On a recent hot Wednesday, I rode down the gravel Coal Creek Trail, approaching the bridge over the creek, where I turn to my rocky perch. Perhaps 200 yards before the bridge, I saw a large bird in my peripheral vision, coming hard from my right. She flew directly in front of me, at head height and no more than 5 or 6 feet away. I could nearly touch her.
I expected that she had been startled by something else and was fleeing our usual meeting place. But she was not fleeing. As she passed by, she elevated into a soaring arc, turning back toward the waterfall and disappearing behind the weeds and reeds on the creek’s banks.
I rushed ahead to my turn beyond the bridge and immediately saw her, tall and still on the rocky ledge. She saw me too, and we both settled into our simple ritual, I gently talking and she periodically thrusting her beak into the foam, emerging with a small silver fish, flashing in the hot sun.

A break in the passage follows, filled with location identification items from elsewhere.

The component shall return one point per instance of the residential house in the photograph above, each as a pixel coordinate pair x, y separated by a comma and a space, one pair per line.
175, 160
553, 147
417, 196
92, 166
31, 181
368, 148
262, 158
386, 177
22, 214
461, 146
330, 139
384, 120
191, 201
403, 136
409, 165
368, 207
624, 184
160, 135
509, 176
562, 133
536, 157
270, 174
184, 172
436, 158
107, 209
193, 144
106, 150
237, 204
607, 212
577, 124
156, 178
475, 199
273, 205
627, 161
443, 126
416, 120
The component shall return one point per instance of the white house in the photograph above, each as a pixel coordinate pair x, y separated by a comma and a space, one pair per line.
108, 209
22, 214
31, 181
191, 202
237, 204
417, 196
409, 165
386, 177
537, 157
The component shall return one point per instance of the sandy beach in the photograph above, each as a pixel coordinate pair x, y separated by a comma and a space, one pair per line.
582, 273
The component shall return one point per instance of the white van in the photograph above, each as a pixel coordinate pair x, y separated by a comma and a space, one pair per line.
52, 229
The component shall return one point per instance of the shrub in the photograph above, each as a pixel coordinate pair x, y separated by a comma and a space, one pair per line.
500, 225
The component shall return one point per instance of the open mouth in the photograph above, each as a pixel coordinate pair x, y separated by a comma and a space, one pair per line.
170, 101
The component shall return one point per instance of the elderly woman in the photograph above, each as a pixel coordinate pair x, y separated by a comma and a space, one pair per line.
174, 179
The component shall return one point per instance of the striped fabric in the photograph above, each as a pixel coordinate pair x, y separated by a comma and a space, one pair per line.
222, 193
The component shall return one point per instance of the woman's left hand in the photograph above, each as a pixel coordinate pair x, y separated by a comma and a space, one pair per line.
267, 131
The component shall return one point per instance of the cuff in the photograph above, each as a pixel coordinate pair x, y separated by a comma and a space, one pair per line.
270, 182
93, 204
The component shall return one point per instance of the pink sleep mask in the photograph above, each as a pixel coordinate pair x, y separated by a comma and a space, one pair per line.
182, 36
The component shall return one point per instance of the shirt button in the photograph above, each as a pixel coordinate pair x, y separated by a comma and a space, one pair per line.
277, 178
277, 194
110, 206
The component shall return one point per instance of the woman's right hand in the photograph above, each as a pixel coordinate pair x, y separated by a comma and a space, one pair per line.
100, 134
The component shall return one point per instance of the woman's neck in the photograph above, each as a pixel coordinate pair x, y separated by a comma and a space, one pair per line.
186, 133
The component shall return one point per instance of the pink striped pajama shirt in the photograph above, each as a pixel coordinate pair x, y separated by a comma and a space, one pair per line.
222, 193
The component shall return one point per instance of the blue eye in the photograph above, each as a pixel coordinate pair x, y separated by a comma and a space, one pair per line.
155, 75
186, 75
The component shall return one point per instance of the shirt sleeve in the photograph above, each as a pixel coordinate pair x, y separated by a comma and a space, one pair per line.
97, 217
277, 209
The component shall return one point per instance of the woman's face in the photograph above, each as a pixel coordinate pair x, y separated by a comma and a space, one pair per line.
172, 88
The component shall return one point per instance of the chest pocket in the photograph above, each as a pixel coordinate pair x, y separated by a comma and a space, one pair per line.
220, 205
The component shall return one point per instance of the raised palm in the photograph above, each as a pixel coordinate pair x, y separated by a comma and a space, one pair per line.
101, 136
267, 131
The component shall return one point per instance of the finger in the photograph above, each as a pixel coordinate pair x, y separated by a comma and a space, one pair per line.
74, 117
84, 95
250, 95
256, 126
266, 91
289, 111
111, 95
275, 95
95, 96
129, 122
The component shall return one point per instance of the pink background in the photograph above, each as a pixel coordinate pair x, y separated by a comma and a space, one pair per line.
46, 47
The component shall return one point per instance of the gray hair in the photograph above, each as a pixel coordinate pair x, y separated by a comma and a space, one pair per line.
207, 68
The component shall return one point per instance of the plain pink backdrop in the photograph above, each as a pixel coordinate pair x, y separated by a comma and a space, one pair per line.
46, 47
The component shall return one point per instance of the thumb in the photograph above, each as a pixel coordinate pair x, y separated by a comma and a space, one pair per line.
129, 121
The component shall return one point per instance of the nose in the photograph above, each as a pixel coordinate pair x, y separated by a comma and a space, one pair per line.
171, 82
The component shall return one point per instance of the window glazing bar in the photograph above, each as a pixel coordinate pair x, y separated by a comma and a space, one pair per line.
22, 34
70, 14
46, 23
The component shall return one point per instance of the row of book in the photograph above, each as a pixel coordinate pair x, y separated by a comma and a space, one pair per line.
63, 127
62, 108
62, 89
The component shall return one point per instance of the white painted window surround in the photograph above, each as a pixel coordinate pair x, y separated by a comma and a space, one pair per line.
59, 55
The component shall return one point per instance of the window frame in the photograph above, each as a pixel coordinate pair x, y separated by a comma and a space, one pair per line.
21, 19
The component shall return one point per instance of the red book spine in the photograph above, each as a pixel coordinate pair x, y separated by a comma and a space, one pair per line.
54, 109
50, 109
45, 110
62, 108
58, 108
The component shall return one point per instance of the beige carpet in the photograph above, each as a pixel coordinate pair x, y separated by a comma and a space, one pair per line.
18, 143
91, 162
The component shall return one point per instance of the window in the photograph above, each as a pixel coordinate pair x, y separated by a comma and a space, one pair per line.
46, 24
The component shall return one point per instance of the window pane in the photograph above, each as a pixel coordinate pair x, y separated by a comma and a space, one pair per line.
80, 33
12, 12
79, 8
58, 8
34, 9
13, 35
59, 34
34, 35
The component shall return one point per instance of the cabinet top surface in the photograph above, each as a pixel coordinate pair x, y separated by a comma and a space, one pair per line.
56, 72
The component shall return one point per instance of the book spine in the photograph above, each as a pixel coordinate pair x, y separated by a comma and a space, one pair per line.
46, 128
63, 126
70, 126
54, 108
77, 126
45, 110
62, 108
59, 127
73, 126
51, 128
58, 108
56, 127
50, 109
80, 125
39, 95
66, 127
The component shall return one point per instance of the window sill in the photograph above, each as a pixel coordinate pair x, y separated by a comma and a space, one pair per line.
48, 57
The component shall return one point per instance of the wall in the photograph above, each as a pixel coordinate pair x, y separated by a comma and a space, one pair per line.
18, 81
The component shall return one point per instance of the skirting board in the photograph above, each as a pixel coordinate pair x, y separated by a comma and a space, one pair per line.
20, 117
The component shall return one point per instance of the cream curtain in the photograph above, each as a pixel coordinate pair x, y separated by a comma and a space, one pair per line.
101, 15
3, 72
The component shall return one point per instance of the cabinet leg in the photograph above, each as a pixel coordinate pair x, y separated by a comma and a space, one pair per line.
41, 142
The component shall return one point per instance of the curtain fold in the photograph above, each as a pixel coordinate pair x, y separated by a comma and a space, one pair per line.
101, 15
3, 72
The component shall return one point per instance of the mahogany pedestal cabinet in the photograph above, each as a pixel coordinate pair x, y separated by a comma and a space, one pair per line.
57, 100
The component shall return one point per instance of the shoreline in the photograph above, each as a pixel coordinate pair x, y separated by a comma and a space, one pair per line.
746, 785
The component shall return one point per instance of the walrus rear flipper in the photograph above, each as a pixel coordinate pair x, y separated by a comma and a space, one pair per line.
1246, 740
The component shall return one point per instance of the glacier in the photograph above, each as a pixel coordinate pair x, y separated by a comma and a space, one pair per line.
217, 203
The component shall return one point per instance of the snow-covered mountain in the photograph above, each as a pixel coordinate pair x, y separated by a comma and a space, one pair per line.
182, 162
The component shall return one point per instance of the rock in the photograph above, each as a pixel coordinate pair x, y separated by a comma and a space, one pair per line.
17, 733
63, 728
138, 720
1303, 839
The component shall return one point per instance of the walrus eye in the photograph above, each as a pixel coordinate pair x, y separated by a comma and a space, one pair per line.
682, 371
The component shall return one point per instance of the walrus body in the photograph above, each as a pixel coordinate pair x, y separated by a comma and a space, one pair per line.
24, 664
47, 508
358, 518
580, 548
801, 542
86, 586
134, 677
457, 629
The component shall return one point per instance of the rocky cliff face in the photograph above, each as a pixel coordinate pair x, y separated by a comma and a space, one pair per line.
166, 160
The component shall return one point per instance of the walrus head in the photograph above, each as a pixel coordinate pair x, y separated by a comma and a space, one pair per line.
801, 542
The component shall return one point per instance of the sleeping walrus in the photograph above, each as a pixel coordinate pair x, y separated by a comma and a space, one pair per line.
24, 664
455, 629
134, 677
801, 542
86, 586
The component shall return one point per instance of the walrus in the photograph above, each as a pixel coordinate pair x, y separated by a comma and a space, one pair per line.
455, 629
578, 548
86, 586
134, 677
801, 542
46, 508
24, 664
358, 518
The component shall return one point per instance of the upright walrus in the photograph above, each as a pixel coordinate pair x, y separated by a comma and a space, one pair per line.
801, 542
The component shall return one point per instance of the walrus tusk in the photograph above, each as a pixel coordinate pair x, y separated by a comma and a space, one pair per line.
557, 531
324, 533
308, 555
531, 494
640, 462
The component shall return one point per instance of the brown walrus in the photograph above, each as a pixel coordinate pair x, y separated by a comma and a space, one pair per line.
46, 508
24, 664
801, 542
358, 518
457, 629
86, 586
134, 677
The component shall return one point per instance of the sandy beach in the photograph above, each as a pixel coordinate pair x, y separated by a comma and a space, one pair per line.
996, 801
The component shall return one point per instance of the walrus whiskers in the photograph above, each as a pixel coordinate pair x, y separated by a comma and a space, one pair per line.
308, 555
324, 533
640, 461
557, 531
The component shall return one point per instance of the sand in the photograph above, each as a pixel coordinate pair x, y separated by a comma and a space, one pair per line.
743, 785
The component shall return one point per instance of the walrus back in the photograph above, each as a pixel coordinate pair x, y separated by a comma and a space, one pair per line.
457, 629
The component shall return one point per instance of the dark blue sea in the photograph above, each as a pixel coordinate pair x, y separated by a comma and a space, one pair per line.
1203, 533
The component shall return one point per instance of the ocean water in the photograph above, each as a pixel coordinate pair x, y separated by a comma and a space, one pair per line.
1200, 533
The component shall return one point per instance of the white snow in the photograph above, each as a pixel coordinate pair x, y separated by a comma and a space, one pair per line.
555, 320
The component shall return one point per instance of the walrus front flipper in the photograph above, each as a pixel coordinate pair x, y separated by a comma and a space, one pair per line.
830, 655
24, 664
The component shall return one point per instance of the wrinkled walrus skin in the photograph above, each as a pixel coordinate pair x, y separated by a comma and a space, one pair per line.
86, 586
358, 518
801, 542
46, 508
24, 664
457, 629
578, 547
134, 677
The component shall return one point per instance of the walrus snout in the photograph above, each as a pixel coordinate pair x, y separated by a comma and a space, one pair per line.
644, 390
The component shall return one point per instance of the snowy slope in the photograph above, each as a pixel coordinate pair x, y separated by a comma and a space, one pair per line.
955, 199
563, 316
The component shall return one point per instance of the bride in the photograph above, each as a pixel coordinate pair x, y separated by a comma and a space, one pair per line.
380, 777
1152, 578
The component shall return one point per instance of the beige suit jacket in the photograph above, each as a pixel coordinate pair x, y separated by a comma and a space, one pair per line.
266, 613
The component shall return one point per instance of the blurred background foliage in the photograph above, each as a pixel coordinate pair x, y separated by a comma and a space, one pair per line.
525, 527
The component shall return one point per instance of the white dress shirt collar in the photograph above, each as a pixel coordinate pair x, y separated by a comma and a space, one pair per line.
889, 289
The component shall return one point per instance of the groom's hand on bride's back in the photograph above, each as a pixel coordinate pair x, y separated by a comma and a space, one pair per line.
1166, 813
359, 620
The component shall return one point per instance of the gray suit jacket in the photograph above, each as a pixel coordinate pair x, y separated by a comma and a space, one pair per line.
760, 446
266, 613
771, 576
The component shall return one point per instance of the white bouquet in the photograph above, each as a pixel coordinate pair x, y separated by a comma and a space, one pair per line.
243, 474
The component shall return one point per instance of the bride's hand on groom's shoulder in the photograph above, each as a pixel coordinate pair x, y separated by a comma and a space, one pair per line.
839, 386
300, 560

It is, I suppose, a bit dramatic to posit that she intentionally crossed my path and circled immediately to that spot, expecting me to follow. But it is not impossible either. I had never before had a large bird fly directly across my field of vision, nearly close enough to touch. No one or anything else was nearby. It may not have been intentional in the way I posit, but it was no accident either.
I am not expert in the study of interplay between species, but there is more than ample evidence to suggest that the kind of kinship I feel with a Great Blue Heron is not entirely imaginary.
And to an extent, it really doesn’t matter. In those moments, she and I are together in that space, familiar and safe. That alone is enough.
Love this Steve. It describes the relationship that I have with a tree in Central Park, or shall I say love affair with MyTree. When I visit and talk, the tree inevitably drops a leaf on my shoulder. So dear to me.
Lovely! I've a high school classmate whose pack patio abuts a bird sanctuary. He's reported similar instances where communications seem to have passed between him and various individual birds. Why not? You are both animals, after all, and aren't in a hunter/prey relationship.